I want now to extend this function to month and year, so it will be able to print:

2 years, 1 month, 3 days and 1 hour ago

Only with epoch without any external libraries. The purpose of this function is to give to the user a better way to visualize the time in the past.

I found this: Calculating relative time but the granularity is not enough.

function toBeautyString(epochNow, epochNow){
    var secDiff = Math.abs(epochNow - epochNow);
    var milliInDay = 1000 * 60 * 60 * 24;
    var milliInHour = 1000 * 60 * 60;

    var nbDays = Math.round(secDiff/milliInDay);
    var nbHour = Math.round(secDiff/milliInHour);

    var relativeHour = (nbDays === 0) ? nbHour : nbHour-(nbDays*24);
    relativeHour %= 24;

    if(nbHour === 0){
        nbDays += 1;
    }else if(nbHour === (nbDays-1)*24){
        nbDays -= 1;
    }

    var dayS = (nbDays > 1) ? "days" : "day";
    var hourS = (relativeHour > 1) ? "hours" : "hour";

    var fullString = "";

    if(nbDays > 0){
        fullString += nbDays + " " + dayS;
        if(relativeHour > 0)
            fullString += " ";
    }

    if(relativeHour > 0){
        fullString += relativeHour + " " + hourS;
    }

    if(epochDate > epochNow){
        return "Will be in " + fullString;
    }else if ((epochDate === epochNow) 
            || (relativeHour === 0 && nbDays === 0)){
        return "Now";
    }else{
        return fullString + " ago";         
    }
}
share|improve this question
    
How about you show us your toBeautyString code? I'd rather extend that then write you a new function from scratch. –  Kevin Aug 31 '12 at 15:45
    
@Kevin Sure. updated –  JohnJohnGa Aug 31 '12 at 15:49
    
Please tell us what language you are using. Is it javascript? –  Hubert Schölnast Sep 4 '12 at 11:28

5 Answers 5

It's helpful to recognize this as two distinct problems: 1) slicing the time into individual chunks of varying units; 2) formatting the chunks and joining them together with your choice of commas, conjunctions, etc. That way, you keep your text formatting logic separate from your time calculation logic.

#converts a time amount into a collection of time amounts of varying size.
#`increments` is a list that expresses the ratio of successive time units
#ex.
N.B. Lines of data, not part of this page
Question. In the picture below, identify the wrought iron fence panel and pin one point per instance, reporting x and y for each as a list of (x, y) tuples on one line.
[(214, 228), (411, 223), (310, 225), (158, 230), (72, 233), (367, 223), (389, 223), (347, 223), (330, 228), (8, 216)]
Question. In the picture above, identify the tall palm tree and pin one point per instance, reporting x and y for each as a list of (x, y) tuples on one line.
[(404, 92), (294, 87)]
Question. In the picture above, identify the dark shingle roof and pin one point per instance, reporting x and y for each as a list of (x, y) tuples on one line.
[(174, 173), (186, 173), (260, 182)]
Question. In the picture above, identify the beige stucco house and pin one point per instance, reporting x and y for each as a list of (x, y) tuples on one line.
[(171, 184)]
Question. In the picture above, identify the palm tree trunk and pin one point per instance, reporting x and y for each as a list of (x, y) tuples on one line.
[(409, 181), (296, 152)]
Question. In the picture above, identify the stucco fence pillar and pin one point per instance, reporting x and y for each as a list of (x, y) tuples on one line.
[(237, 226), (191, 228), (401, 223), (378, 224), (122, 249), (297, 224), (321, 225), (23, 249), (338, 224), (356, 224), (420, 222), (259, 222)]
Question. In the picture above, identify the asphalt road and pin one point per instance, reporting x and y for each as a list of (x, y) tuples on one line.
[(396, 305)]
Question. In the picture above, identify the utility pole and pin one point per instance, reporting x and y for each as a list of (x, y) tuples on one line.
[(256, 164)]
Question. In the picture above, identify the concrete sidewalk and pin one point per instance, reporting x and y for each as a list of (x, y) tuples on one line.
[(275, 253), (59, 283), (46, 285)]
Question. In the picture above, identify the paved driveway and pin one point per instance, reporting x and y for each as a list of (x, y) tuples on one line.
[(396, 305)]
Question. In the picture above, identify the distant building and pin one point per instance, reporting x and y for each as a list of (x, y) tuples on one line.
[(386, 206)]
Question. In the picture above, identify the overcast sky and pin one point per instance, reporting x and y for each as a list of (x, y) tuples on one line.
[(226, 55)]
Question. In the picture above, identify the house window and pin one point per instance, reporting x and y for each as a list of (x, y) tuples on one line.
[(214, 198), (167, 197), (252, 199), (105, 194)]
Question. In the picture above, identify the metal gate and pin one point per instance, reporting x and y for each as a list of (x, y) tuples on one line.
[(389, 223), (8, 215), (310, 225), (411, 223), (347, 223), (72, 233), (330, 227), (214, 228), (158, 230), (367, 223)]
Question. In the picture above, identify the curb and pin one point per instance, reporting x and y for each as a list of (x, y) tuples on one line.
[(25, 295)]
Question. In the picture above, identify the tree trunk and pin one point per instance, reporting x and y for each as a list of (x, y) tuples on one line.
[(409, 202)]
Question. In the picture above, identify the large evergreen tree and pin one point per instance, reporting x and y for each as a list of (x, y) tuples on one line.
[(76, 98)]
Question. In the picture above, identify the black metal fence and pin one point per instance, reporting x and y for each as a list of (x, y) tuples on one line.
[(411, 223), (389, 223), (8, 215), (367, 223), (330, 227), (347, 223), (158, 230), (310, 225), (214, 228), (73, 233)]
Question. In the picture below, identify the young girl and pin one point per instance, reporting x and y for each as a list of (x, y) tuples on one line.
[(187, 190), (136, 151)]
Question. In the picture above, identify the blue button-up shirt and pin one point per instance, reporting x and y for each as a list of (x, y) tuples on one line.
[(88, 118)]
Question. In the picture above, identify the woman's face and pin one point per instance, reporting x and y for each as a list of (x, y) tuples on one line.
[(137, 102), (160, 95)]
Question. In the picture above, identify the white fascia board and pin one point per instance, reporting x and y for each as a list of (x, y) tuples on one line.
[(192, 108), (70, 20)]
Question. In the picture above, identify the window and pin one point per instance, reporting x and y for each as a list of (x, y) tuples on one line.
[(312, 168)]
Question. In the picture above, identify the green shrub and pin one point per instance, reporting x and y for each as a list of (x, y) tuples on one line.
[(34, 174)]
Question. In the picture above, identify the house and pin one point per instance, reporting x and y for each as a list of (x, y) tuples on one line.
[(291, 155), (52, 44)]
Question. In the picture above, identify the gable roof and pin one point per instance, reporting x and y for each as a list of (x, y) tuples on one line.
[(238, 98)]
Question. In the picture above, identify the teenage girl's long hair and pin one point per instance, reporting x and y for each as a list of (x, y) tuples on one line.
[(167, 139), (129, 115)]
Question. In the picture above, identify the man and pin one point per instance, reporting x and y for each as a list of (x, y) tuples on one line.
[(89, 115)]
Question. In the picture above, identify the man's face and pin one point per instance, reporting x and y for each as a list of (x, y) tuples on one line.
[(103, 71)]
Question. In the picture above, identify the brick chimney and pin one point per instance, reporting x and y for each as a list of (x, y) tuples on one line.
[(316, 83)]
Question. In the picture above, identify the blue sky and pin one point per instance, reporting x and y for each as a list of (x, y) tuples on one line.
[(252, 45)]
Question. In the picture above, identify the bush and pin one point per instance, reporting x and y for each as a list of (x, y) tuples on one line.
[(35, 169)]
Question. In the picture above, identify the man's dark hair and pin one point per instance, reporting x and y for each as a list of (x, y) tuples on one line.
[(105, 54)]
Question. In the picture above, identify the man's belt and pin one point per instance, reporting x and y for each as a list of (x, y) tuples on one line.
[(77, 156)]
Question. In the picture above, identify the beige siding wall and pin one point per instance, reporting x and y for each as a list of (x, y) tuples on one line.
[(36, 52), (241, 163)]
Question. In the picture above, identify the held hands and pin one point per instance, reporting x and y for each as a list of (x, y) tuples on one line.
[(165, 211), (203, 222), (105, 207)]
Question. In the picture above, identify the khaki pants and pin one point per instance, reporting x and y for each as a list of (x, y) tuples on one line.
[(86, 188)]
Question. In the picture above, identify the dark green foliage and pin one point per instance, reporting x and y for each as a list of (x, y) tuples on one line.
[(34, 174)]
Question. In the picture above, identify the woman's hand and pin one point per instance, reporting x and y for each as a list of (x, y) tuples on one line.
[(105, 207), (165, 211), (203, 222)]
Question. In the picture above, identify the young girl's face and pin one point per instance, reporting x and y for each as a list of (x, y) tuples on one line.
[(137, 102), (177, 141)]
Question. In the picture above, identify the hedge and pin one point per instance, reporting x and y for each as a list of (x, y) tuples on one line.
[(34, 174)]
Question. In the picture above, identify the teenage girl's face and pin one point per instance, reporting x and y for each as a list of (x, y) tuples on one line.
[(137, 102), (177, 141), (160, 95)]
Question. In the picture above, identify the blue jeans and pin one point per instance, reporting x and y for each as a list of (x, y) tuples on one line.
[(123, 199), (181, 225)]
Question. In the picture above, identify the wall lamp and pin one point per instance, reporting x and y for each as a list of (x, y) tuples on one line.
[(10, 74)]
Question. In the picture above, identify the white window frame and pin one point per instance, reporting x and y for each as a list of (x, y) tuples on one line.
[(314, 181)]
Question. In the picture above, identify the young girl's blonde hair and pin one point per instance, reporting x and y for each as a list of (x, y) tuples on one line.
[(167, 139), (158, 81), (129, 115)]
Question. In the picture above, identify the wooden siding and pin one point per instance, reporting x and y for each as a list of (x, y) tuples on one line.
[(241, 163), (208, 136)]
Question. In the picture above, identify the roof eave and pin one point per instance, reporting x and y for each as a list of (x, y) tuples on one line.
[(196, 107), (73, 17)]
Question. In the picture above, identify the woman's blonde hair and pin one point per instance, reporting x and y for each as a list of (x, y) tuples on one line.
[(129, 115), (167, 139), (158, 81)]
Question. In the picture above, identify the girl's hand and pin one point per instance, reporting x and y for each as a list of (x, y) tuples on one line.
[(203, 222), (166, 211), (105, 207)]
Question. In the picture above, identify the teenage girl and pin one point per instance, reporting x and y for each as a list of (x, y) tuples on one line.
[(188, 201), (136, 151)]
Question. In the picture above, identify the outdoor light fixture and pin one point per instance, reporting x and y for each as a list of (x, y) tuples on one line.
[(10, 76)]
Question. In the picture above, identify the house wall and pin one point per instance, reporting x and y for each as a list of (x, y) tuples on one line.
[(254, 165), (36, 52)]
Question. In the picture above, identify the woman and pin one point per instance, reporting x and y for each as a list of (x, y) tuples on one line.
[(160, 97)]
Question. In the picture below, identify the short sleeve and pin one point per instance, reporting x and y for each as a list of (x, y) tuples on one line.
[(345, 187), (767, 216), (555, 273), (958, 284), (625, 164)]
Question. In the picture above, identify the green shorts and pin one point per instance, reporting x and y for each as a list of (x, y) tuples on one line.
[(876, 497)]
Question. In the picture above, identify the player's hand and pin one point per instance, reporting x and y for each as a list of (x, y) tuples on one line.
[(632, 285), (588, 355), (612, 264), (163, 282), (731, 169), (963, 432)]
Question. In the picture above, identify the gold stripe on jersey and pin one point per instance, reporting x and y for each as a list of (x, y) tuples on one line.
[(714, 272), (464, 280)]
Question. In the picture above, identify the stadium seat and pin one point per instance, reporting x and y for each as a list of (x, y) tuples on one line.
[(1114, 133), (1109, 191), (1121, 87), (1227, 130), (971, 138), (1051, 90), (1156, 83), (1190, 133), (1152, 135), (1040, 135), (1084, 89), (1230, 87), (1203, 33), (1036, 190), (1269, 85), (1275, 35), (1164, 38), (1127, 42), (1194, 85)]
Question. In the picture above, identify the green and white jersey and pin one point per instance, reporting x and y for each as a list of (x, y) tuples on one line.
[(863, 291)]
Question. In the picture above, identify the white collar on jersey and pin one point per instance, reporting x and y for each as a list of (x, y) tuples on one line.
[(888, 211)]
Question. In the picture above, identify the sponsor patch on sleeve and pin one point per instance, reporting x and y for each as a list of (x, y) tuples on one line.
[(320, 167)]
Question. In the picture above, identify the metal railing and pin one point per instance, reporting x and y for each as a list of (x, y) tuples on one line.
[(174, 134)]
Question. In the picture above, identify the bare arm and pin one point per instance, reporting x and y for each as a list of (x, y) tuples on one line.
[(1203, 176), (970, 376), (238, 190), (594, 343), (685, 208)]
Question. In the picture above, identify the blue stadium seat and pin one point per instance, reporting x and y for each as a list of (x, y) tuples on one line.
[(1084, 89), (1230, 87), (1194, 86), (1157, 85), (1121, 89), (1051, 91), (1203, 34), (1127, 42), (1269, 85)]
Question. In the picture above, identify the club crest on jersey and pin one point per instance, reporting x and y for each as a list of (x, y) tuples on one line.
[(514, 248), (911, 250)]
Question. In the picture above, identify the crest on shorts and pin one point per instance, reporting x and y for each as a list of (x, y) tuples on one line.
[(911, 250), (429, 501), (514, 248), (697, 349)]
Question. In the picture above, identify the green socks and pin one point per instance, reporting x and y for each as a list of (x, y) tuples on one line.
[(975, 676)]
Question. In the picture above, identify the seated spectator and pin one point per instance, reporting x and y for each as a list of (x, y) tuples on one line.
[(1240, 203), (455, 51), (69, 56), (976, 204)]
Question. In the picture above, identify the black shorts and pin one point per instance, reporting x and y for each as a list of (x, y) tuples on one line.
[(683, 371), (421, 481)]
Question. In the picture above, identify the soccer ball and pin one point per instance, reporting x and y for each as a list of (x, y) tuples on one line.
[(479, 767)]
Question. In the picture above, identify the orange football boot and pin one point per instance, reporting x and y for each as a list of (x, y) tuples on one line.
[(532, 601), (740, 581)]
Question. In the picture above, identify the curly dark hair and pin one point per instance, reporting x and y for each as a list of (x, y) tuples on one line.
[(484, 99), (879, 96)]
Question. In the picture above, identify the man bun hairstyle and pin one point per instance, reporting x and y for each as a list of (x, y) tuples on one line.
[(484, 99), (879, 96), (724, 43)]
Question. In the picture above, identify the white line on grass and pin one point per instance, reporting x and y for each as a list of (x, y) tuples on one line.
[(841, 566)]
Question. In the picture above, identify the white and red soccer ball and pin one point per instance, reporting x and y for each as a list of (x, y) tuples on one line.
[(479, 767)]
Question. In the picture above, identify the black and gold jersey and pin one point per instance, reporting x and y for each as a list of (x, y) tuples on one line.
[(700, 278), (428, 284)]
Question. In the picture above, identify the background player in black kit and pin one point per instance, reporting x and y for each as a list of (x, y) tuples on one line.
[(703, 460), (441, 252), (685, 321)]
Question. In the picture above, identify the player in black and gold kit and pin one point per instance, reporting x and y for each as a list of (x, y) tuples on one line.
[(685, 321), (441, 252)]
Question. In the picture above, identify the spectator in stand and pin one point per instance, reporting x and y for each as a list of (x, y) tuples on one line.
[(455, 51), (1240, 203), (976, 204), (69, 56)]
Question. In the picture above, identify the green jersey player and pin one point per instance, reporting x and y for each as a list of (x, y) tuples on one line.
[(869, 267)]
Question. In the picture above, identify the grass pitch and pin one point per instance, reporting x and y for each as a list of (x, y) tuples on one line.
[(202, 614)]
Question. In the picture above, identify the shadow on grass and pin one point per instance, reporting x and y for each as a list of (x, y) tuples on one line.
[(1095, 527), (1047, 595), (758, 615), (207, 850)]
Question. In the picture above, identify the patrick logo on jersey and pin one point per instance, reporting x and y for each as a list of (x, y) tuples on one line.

If you want to split a time into days, hours, minutes, and seconds,
#increments should be [24,60,60]
#because there are 24 hours in a day, 60 minutes in an hour, etc.
#as an example, divideTime(100000, [24,60,60]) returns [1,3,46,40], 
#which is equivalent to 1 day, 3 hours, 46 minutes, 40 seconds
def divideTime(amount, increments):
    #base case: there's no increments, so no conversion is necessary
    if len(increments) == 0:
        return [amount]
    #in all other cases, we slice a bit off of `amount`,
    #give it to the smallest increment,
    #convert the rest of `amount` into the next largest unit, 
    #and solve the rest with a recursive call.
    else:
        conversionRate = increments[-1]
        smallestIncrement = amount % conversionRate
        rest = divideTime(amount / conversionRate, increments[:-1])
        return rest + [smallestIncrement]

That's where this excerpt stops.